Motivation logo

I Finally Healed When I Stopped Believing a Diagnosis of Incurable

I Finally Healed When I Stopped Believing a Diagnosis of Incurable

By Sita BaralPublished 3 years ago 5 min read
Like
I Finally Healed When I Stopped Believing a Diagnosis of Incurable
Photo by National Cancer Institute on Unsplash

"The quieter you are, the more you can hear." ~ Rome

Isolation has become increasingly common. That's because I've spent thirteen years at home very sick with a mysterious illness, like a virus. A cold spell on Asia returned in 2005.
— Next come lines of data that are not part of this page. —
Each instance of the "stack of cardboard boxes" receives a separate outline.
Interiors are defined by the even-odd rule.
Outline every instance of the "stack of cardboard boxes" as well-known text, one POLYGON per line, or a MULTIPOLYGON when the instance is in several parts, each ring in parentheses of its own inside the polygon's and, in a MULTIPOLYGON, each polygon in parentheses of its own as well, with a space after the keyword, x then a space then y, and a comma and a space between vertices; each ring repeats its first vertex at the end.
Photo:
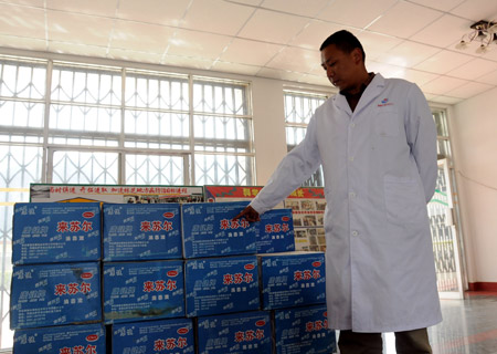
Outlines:
POLYGON ((14 353, 332 353, 324 254, 245 206, 15 205, 14 353))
My nose was a poor open tap, and my head felt like clouds dripping out of my window. When I returned to San Diego, I was weak and tired, and it was difficult to get out of bed. My mind and body were burning.

I could not concentrate or remember the names of the people I worked with. Although I used to be able to sleep in action movies and moving cars, I suddenly became very sleepy. I was in a constant state of exhaustion and had a rash.

I tried hard to get back into my work as a broadcaster. But what good can a journalist do to appear in the evening news? Eventually, I lost my job, my health, and moved into my home.

Before the word separation touched the TV screens, I began to sit inside my four walls. I left the trip to the store, if so.

The doctors diagnosed my condition as chronic fatigue syndrome. There is no cure, no cure, no hope. Labs have shown high Epstein-Barr titles and other unknown viruses.

Specialists are exposed to malignant mitochondria or malignant genes. They had supportive disorders, too: fibromyalgia, post-virus syndrome, leaky gut syndrome, candida overgrowth, adrenal fatigue, internal cystitis. Etcetera.

They piled up on my shoulders. I fell to the ground unnoticed.

Thirty-five years later, when I was at the peak of my career in hopes of having a family, I was ridiculed. My little strength has gone into herbal research, fighting against the denial of health insurance, and trying to save my house from pollution.

My life as a TV news reporter went into a never-ending commercial holiday. After that, the air is dead. I had been in the habit for many years, trying everything from anti-virus IVs to power healers.

I saw the best professionals in CFS / ME. Also, Tibetan and Chinese doctors, shamans and therapists. I rewrote the trauma and tried to get rid of them with enemas.

Nothing took away the needle of my symptoms so much - not diet, supplements, or medications. Some make it worse.

After more than a decade of bleak hopes - and finally, a pipe smoker who charged $ 200 to tell me about his cat - I give up hope that someone can fix me and turn to simple and minimalist services. It is not that I have stopped healing. I stopped going to sterile medical offices and smoking cigarettes.

That was a great afternoon watching crows and snails, reading poetry, and writing my own poems. I was immersed in the words of Rumi, Rilke, or Eckhart Tolle. I meditated, sang Sanskrit, took a short trip, and advised on dealing with the restoration of yoga.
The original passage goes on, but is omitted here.